NECTAR PLANTS: Plant at least 4 different types of nectar plants in your butterfly garden. Monarchs drink nectar from a variety of flowers, but they are specific so search on ‘Nectar Plants’ in this blog for a list or go to Nectar Plants for Western Monarchs | Vanderlip.com. Just a few examples include: lantana (a favorite!), coneflower, coreopsis, yarrow, zinnia, and lots of natives. You can also go to www.calscape.org to search by your zip code and see pictures of nectar plant options. Once you plant your monarch butterfly garden, you can go to www.monarchwatch.org/waystations, register your garden, and get both a certificate and a metal plaque for your garden! Lots of fun to do!
Monarch Butterfly Life Cycle
Western Monarchs have a primary breeding season of late March thru October, especially in California where the vast majority of monarchs breed. The life cycle is important to know so you can watch the process, know what to expect, and enjoy it.

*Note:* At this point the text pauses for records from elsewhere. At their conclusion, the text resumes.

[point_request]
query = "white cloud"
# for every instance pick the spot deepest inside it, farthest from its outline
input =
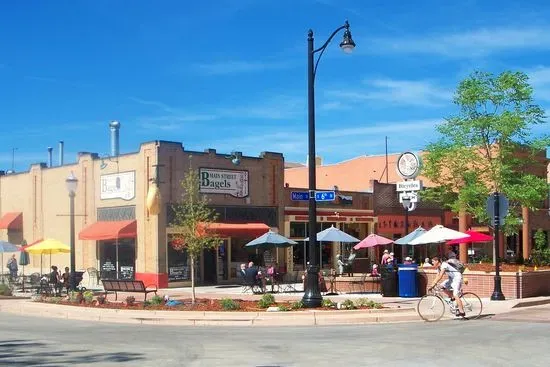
(405, 92)
(239, 67)
(467, 44)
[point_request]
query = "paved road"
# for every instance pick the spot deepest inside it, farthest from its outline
(34, 341)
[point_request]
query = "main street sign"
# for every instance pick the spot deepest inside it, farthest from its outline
(325, 195)
(299, 195)
(409, 186)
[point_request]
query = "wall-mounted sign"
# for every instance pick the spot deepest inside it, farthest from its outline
(118, 186)
(224, 181)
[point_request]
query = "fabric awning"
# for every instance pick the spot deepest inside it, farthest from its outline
(12, 220)
(238, 229)
(109, 230)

Egg for 2-4 days: Females lay eggs ONLY on milkweed (asclepias) which is called their host plant. Every type of butterfly lays its eggs on their own host plant/s. Only monarch butterflies lay their eggs on milkweed, no other butterfly. And monarchs won’t lay their eggs on other butterfly’s host plants either. The female monarch lays her eggs, one at a time and by itself, on the underside of leaves. She will lay up to 500 eggs, one at time, in her 3 to 6 week life. An egg is white and about the size of the head of a pin.
NOTE: Multiple yellow dots on milkweed are aphids. They will not harm caterpillars but do suck the juice out of milkweed leaves. Best to WASH them off with the hose, do NOT use any pesticide, fungicide, herbicide, or chemicals – ever because they will kill your caterpillars.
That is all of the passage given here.